L´option verte

Les trois piliers du développement durable social, économique et environnemental) sont en bien mauvais état : creusement des inégalités, récession mondiale, changements climatiques, érosion de la biodiversité et finitude des ressources. En guise de projet de rénovation, la transition vers une économie verte vise à protéger l’environnement grâce à de nouvelles solutions technologiques, créatrices d´emplois et futurs moteurs d´une croissance durable (ou « croissance verte »). Affronter les problèmes environnementaux invite donc à transformer l´appareil industriel vers une économie moins consommatrice des ressources naturelles et moins émettrice de carbone.

Cette trajectoire peut suivre au moins trois pistes composant une stratégie globale (le « Green New Deal ») : la recherche de ruptures technologiques, l´augmentation volontariste de l´efficacité énergétique (sobriété) et la modification des signaux-prix pour internaliser le coût des émissions dans la chaîne de production (taxe carbone par exemple). Une stratégie multiforme sachant également que le terme « vert » appelle des priorités différentes selon les pays, avec toutefois une conviction partagée : plus la transition verte sera engagée rapidement dans un pays, plus son avantage compétitif sera important.

C´est dans ce contexte qu´ont été adoptés dans plus d´une vingtaine de pays des plans de relance économique, dont on estime qu´environ 15 % du montant total sont affectés à l´économie verte. Le rail arrive en tête de ces investissements publics verts, devant les infrastructures électriques, l´eau et les déchets, l´efficacité énergétique des bâtiments, les énergies renouvelables, les technologies de capture et de stockage du carbone et, enfin, les véhicules à faible intensité carbone.

Bien sûr, on peut douter du caractère « vert » de certains programmes et du niveau de la transition engagée : le rail ne constitue pas en soit un grand basculement et certains projets d´infrastructures pourraient avoir un impact préjudiciable sur les écosystèmes. À la faveur d´un tour de passe-passe budgétaire, des investissements peuvent opportunément se retrouver dans la colonne « vert ». La tentation de l´éco-blanchiment (greenwashing) est grande…

Ensuite, cette transition nécessite une action à long terme, éloignée de l´urgence de la sortie de crise et qui ne correspond pas au calendrier électoral des pouvoirs publics ou à celui des acteurs privés soumis à un devoir de rentabilité court-termiste.
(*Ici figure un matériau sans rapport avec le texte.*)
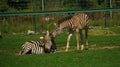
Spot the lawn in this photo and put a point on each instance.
(10, 46)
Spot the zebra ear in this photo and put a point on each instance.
(41, 38)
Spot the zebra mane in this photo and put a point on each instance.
(64, 19)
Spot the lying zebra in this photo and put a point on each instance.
(46, 45)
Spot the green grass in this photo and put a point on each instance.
(10, 46)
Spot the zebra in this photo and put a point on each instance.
(46, 45)
(76, 23)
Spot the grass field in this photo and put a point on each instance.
(103, 43)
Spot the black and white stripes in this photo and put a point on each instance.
(46, 45)
(75, 23)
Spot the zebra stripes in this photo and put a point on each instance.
(75, 23)
(32, 47)
(46, 45)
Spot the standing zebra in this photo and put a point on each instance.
(46, 45)
(75, 23)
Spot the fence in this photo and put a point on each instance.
(39, 15)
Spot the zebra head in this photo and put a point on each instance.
(49, 42)
(57, 30)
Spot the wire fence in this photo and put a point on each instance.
(39, 15)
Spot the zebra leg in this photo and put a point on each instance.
(81, 37)
(86, 37)
(68, 41)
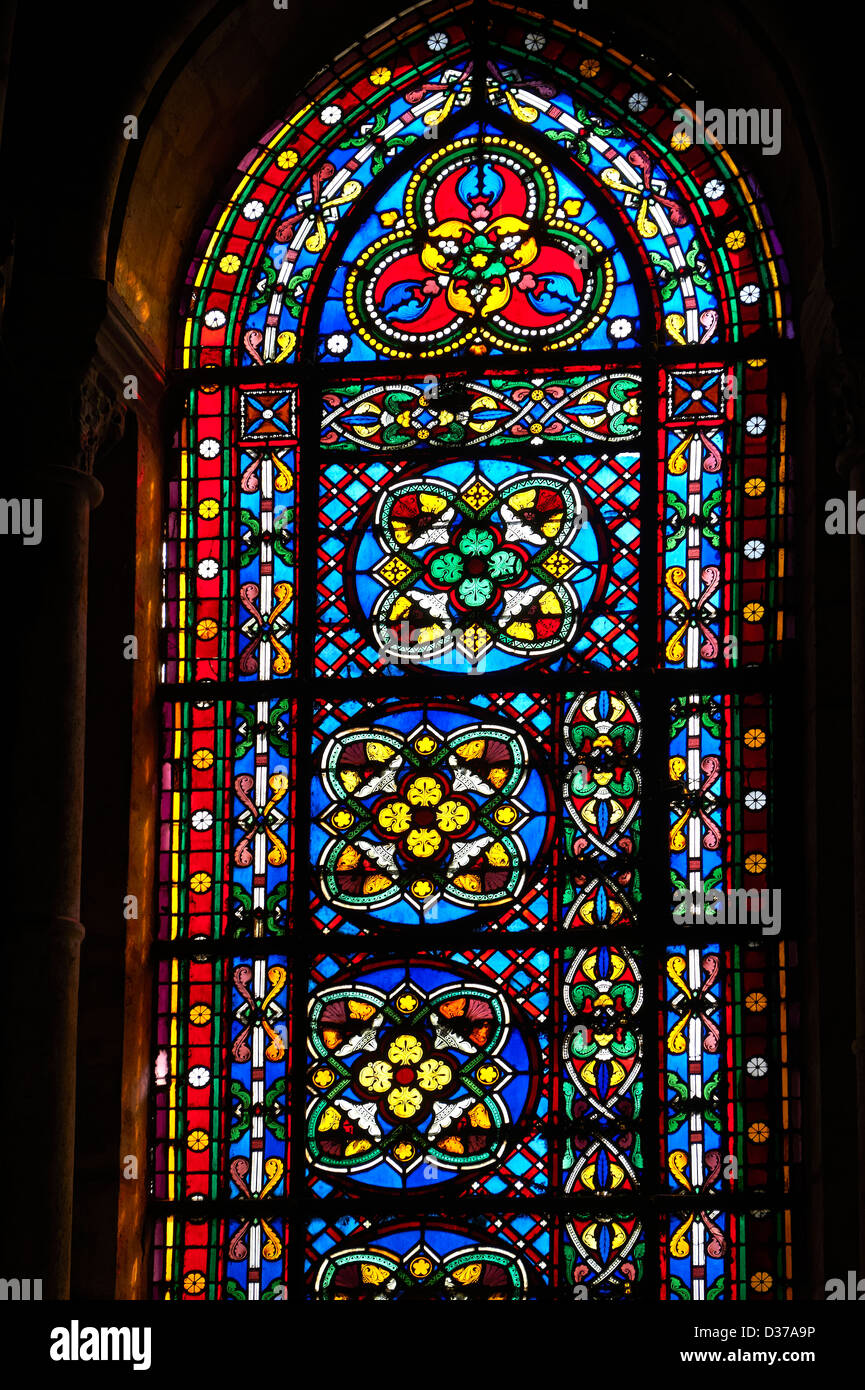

Et pendant ce temps, la reprise qui se dessine repose sur les mêmes fondations qui ont conduit à la crise…

Enfin, l´avènement d´un modèle durable grâce aux technologies vertes suscite bien des réserves, notamment du côté des promoteurs de la décroissance : on attendrait du marché, de la croissance et des technologies qu´ils nous sortent de l´impasse dans laquelle ils nous ont conduits. Ceci est pour eux un leurre tant que ne seront pas sérieusement remis en cause les modes de production et de consommation et, plus généralement, les modes de vie. Faute de quoi, le projet de croissance verte se réduirait à « polluer moins pour polluer plus longtemps ». Il n´empêche, ces projets de relance verte constituent bien un puissant signal envoyé à toute une galaxie d´acteurs (innovateurs, entrepreneurs, politiques, consommateurs, etc.) qui ont le pouvoir de décision. La relance verte fixe un objectif mobilisateur, déclinable à l´envie.

Et même s´il ne s´agit encore que d´un plus petit dénominateur commun, il a toute son importance pour maintenir le cap : on a bien vu par exemple comment le résultat ambigu de Copenhague, pour ne pas parler d´échec, a immédiatement ouvert grand la porte à un scepticisme pas toujours bien intentionné.